Countries may also close their borders to other countries with a high number of cases of certain diseases. Many countries, including Egypt and Qatar, have closed their borders due to coronavirus.
Who will be the most affected?
The 9/11 attacks led to racial profiling direct at certain communities. Since the perpetrators were identified as Arabs and Muslims, collateral damage led to innocent Arabs and Muslims worldwide being swept up in the discriminatory profiling. They have been subject to prejudice, discrimination and bias.
COVID-19, however, may expand this. Racial profiling may still be relevant as today there is a prejudice against China where COVID-19 originated. But, as viruses can infect anyone, targets of increased security measures will also widen.
If someone looks sick or coughs or sneezes in a public place, that may be enough to get them hostile glares, or additional checks at airports.
Today, sick individuals are seen as health hazards and people have increased their vigilance when meeting a sick person. As with Muslims after 9/11, the sick person faces discrimination and violations of privacy, ranging from receiving a look of fear, having their temperature or health conditions tested, to being quarantined and spied on as a necessary means to achieve greater national security.

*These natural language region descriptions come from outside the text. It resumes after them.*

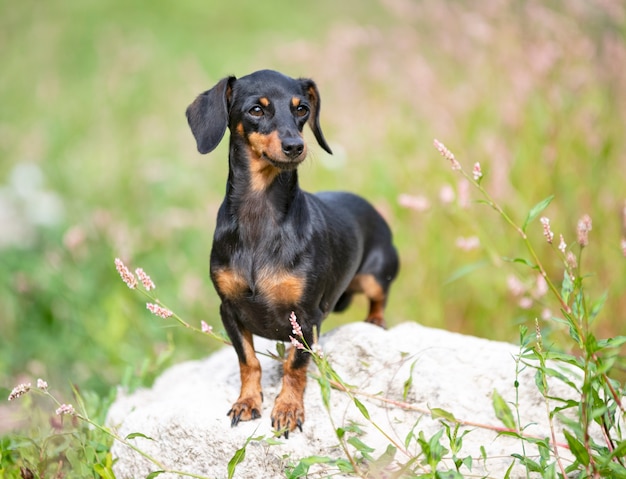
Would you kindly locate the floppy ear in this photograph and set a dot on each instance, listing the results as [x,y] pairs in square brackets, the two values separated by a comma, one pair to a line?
[208,115]
[314,99]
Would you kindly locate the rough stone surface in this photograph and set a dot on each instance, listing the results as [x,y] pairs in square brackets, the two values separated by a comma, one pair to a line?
[184,413]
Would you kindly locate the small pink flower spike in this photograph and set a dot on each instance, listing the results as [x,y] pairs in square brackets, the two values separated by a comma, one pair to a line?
[125,273]
[19,391]
[584,227]
[297,330]
[447,154]
[145,279]
[65,409]
[547,232]
[158,310]
[478,174]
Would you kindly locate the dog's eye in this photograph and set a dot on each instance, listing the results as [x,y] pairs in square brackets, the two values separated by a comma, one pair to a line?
[302,110]
[256,110]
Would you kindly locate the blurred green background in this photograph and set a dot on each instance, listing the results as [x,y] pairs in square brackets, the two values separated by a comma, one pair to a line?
[97,162]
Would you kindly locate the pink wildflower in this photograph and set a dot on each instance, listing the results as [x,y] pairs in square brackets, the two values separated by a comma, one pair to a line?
[145,279]
[158,310]
[297,330]
[468,244]
[478,174]
[447,154]
[295,343]
[65,409]
[317,349]
[547,232]
[562,244]
[584,227]
[127,276]
[571,260]
[19,391]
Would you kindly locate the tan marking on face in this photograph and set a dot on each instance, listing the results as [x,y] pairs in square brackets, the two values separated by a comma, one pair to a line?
[229,283]
[280,287]
[262,172]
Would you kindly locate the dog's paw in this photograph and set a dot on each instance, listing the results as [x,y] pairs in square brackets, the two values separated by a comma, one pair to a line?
[287,416]
[245,409]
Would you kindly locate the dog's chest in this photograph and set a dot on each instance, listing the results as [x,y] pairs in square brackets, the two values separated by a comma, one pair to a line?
[268,284]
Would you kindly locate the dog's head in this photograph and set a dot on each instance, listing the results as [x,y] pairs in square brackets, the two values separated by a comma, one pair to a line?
[266,109]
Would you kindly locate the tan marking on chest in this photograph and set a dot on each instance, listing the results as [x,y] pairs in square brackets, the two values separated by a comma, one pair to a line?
[230,283]
[280,287]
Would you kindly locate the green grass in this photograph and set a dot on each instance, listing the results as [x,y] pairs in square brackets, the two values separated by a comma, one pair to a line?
[93,94]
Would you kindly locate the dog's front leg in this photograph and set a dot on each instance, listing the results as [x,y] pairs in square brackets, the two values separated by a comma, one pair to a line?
[288,410]
[248,406]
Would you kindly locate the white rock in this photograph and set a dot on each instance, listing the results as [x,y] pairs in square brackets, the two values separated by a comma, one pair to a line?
[184,413]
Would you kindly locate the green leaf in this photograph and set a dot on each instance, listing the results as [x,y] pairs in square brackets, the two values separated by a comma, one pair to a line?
[237,458]
[536,211]
[438,413]
[103,472]
[360,446]
[502,410]
[409,382]
[577,448]
[133,435]
[465,270]
[567,288]
[362,408]
[597,306]
[521,261]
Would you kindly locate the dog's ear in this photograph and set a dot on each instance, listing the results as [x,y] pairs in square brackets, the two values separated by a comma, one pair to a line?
[208,115]
[310,88]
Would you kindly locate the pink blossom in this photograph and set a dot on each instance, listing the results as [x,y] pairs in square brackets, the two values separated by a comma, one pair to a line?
[145,279]
[571,260]
[19,391]
[447,154]
[584,227]
[295,343]
[547,232]
[562,244]
[65,409]
[125,273]
[297,330]
[158,310]
[468,244]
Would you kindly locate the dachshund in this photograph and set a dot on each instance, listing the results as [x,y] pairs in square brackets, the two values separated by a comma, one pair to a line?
[278,249]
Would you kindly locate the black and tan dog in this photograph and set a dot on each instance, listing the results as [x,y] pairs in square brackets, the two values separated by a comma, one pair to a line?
[276,248]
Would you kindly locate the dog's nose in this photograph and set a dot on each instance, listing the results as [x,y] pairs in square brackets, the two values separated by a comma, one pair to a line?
[293,148]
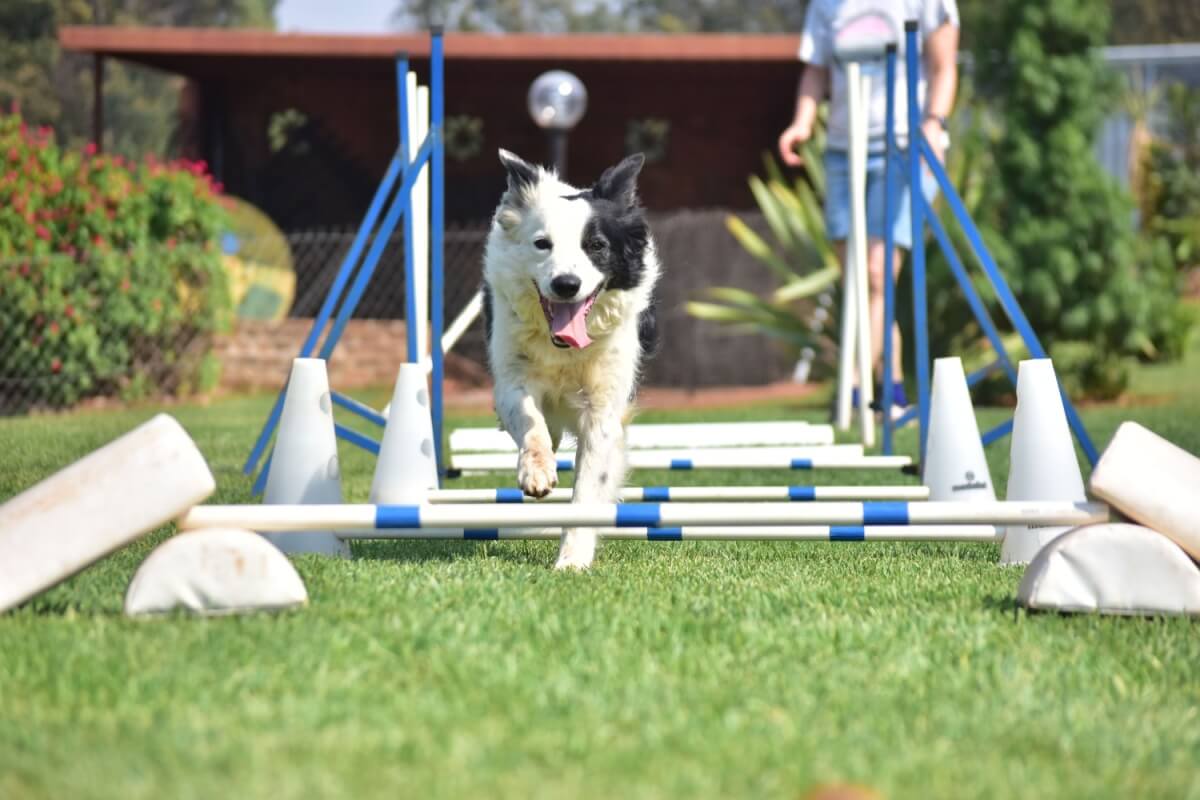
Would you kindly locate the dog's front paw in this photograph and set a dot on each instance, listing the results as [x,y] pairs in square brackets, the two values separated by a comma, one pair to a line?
[577,549]
[537,471]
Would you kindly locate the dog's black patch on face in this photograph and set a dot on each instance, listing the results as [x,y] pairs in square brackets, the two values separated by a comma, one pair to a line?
[616,235]
[648,329]
[487,313]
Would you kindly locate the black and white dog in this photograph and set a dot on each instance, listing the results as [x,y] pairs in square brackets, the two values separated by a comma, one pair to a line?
[569,281]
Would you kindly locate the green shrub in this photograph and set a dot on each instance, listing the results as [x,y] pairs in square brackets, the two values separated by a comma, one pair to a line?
[1068,245]
[111,281]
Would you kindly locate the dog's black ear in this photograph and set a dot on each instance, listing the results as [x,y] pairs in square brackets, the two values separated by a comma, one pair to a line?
[521,173]
[619,184]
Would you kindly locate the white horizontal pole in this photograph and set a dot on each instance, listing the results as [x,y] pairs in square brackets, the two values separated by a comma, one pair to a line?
[699,494]
[727,458]
[781,457]
[641,515]
[714,533]
[687,434]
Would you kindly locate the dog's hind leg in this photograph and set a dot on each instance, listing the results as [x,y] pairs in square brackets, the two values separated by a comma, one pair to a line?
[599,474]
[523,419]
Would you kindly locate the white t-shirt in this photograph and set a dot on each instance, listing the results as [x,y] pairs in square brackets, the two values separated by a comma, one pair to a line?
[822,22]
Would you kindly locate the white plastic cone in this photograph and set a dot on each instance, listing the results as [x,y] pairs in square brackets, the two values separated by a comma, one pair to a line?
[304,467]
[1043,464]
[955,467]
[407,465]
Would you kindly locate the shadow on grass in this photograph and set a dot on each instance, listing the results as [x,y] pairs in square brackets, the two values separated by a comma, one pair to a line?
[426,552]
[1003,605]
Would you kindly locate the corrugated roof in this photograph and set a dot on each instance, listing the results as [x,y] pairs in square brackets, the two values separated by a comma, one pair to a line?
[153,43]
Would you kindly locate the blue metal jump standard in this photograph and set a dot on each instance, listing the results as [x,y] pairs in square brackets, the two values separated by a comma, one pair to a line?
[353,277]
[922,155]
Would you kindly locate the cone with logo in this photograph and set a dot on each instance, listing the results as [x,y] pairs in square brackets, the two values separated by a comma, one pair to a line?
[407,465]
[1043,464]
[304,467]
[955,467]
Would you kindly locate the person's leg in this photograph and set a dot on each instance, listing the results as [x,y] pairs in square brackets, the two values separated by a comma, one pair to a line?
[875,259]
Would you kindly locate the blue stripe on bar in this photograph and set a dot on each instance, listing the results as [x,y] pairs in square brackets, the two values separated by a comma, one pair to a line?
[886,513]
[481,535]
[391,517]
[639,515]
[358,439]
[847,534]
[664,534]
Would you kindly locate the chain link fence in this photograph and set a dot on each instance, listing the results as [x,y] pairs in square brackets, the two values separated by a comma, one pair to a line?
[101,326]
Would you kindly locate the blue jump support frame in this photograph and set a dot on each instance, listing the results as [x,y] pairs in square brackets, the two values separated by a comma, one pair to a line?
[352,280]
[921,155]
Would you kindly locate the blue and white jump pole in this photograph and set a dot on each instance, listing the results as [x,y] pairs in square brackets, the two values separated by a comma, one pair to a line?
[639,515]
[400,184]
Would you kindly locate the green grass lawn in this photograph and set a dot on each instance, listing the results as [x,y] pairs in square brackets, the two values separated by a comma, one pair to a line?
[687,669]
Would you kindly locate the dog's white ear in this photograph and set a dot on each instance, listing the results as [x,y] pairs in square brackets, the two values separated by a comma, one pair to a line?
[521,173]
[619,184]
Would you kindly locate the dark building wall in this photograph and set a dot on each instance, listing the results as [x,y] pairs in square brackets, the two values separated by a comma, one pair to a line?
[721,116]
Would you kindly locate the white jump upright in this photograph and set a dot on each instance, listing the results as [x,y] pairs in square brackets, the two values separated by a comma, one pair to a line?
[407,469]
[1043,463]
[304,467]
[955,467]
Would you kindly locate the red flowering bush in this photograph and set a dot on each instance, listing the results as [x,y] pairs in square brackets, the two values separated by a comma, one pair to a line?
[111,277]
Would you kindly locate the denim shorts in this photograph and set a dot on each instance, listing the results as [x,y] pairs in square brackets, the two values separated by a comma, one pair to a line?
[837,164]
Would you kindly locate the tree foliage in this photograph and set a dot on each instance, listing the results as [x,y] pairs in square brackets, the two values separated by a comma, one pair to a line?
[1067,238]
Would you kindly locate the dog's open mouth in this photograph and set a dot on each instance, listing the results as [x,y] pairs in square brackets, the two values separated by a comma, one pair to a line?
[569,320]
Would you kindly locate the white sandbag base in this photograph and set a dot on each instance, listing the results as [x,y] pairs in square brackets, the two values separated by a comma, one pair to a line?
[97,505]
[1111,569]
[216,571]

In the post-pandemic age, it is possible countries with the most COVID-19 cases will be greatly affected by health-related measures taken by more vigilant countries. Moreover, the reality on the ground shows Western countries such as the US and Europe are the least prepared and have the highest numbers of cases in the world.
It should not be surprising then if, for example, US citizens have to go through additional checks and interrogations when landing in a developing country such as Vietnam in Southeast Asia.